Thanks for the offer!
As far as paying for bandwidth - I am dirt poor.
I wouldn't want the cost of bandwidth to be met by the site developers alone -
that would seem unfair. Wherever you make your music files available, it's
going to cost you bandwidth somehow.
In my experience (dealing with non-profits,
associations) the site is usually financed through membership dues - which
works amazing well. Of course, this is not even a remote possiblity in
this case - everything should be free.
I don't see that necessarily follows - free software is not free beer. I think
you could offset some cost by selling CDs, but inevitably there would have to
be some kind of membership scheme for musicians. This could work out to be
quite good value if bandwidth is being bought in 'bulk'.
I guess we'd be talking about:
1. a co-lo box with plenty of bandwidth available
2. decent sized web space per member
3. apache with defaults set up for ogg file mimetypes, an icecast server
4. content management system
Perhaps linux distributions could
contribute to the financing if their product is plugged on the site.
I don't think any of the main distros are either focused on multimedia or
cash-rich enough to fund this sort of thing at the moment.
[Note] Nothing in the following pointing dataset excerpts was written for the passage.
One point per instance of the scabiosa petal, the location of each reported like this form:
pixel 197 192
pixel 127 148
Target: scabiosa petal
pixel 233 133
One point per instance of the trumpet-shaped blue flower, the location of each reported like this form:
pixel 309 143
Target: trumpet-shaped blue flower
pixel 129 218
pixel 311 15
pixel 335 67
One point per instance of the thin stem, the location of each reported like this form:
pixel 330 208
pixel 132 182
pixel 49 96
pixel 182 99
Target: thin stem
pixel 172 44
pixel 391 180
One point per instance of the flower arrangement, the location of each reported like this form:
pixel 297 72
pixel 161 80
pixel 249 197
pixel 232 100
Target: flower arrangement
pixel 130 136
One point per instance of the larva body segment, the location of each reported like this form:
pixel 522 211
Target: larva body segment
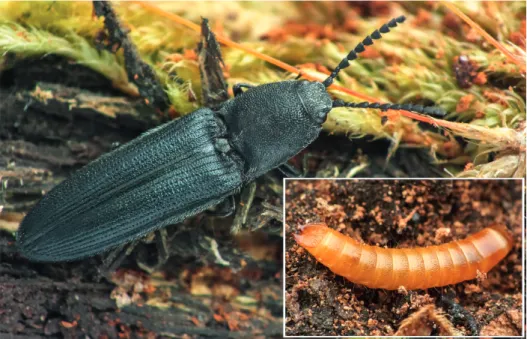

Also is the case where there just isn't enough
music being made to justify
the expense
I think the music is out there, but we'd have to survey the likely demand for
a contribution-based service. I'm thinking along the lines of a web-based
collaborative record label where Linux is the common factor. You could build
in a system of peer review as a form of quality control, or just offer space
to anyone who could contribute - time or money.